United States president Donald Trump signed in December 2017 the “Act to provide for reconciliation pursuant to titles II and V of the concurrent resolution on the budget for fiscal year 2018,” informally known as the Tax Cuts and Jobs Act of 2017. We discuss the impact the changes will have on both corporations and individuals.
The Tax Cuts and Jobs Act contains the most significant revisions to the U.S. Tax Code in decades. It will substantially change how U.S. corporations are taxed, make modifications to the taxation of individuals and effect the manner in which international transactions are taxed. Areas of uncertainty will need to be clarified by regulations and notices issued by the U.S. Treasury Department and the Internal Revenue Service.
Some key changes are detailed below.
- The new federal corporate income tax rate drops to 21%, down from 35%.
- Allowances are now made for immediate expensing of most types of depreciable property other than real estate. As a result, corporate taxpayers can claim a 100% deduction in the year a property is placed in service, rather than having to depreciate it over time.
- U.S. corporations are subject to a modified "territorial" system of corporate taxation, where certain off-shore earnings are not to be subject to corporate tax in the U.S., and taxed at lower rates.
- The changes make the U.S. a more attractive location for a parent of a multi-national enterprise and will level the playing field somewhat compared to other jurisdictions.
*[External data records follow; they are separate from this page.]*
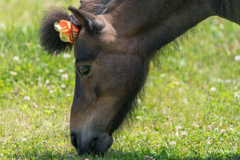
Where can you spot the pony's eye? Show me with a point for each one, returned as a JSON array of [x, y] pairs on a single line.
[[84, 70]]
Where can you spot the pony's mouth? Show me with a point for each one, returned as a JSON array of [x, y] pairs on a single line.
[[98, 145]]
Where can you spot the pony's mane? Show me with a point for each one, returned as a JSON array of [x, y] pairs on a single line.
[[97, 7]]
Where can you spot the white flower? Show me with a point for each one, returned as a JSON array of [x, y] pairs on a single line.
[[16, 58], [173, 143], [222, 131], [178, 128], [237, 58], [195, 125], [184, 133], [213, 89], [66, 55], [177, 133], [61, 70], [64, 76], [26, 98]]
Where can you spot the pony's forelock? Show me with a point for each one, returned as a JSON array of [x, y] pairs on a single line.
[[49, 37]]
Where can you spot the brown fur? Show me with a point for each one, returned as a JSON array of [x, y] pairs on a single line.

Inbound Investment in U.S. Real Estate
The Act improves the tax landscape for inbound investment in U.S. real estate. Now, investments made by corporations or through entities treated as corporations (otherwise known as Blockers) will benefit from the new lower corporate rate.
The changes make the U.S. a more attractive location for a parent of a multi-national enterprise and will level the playing field somewhat compared to other jurisdictions.
As a results of the changes, real estate businesses will now generally be exempt from both the old and new earnings-stripping rules of section 163(j) (with real estate business being generally defined fairly broadly). This will allow for the use of cross-border leverage to reduce U.S. net basis tax and take advantage of exceptions from U.S. withholding tax for "portfolio interest" and under provisions of double tax treaties such as Article XI of the U.S. Canada Income Tax Treaty. It is worth noting that more restrictive earnings-stripping rules that would have applied to real estate subsidiaries that were part of certain international groups were dropped from earlier versions of the Act and did not become law.
Private Equity Funds
In terms of private equity, new carried interest rules impose a new three-year holding period for carried interest holders to benefit from capital gain rates. This means private equity fund sponsors may not want to sell any assets until at least three years after they are acquired.
Private equity fund sponsors may not want to sell any assets until at least three years after they are acquired.
Corporate Blockers used by funds will benefit from the new lower corporate rate, but will be subject to the new restrictive earnings-stripping rules with respect to non-real-estate businesses, which will limit interest deduction to 30% of EBITDA.
Full expensing of most depreciable property other than real estate will help lower effective tax rates for Blockers and taxable investors. Taxable U.S. investors will benefit in many scenarios from a new lower effective tax rate for pass-through income from active businesses.
Funds may be more reluctant to sell Blocker shares for reasons discussed under M&A below, and because the tax leakage inside the Blocker on an asset sale will be lower.
Secondary purchases and sales of interests in funds will have to deal with new rules that impose tax on gain from a sale by a non-U.S. resident on interest in a fund to the extent that a sale by the fund of its assets would have produced "effectively connected income."
A 10% withholding tax will also apply to the sale unless no portion of the gain would be treated as effectively connected income under the new rules. The manner of certifying that the withholding tax does not apply is not specified in the Act and will have to be developed through regulations. This withholding rule may significantly complicated secondary sales.
The new rules allowing immediate expensing of acquired assets may tilt the field toward asset acquisitions (or transactions treated as asset acquisitions for tax purposes) rather than stock acquisitions.
Eliminating net operating loss (or NOLs) carrybacks may cause some sellers to ask buyers to make "tax receivable" payments if and when the buyer uses the NOLs in future periods.
New restrictions on transferring assets used in a U.S. business to non-U.S. entities will make tax-free outbound M&A more difficult and may lead to more taxable transactions or structures that don't involve outbound transfers.
New base erosion payment regimes will make cross-border structures require more analysis to determine if payments among related parties trigger the new base erosion tax.
A base erosion payment regime will impose an alternative tax on corporations that make deductible payments to related foreign affiliates. The regime effectively functions like an excise tax (generally 10%, rising to 12.5% in 2026) on certain payments to related non-U.S. parties.
An additional base-erosion anti-hybrid rule will deny a deduction for cross-border payments from U.S. entities to offshore entities or branches through "hybrid" entities or branches. These are treated differently in non-U.S. jurisdictions than they are in the U.S.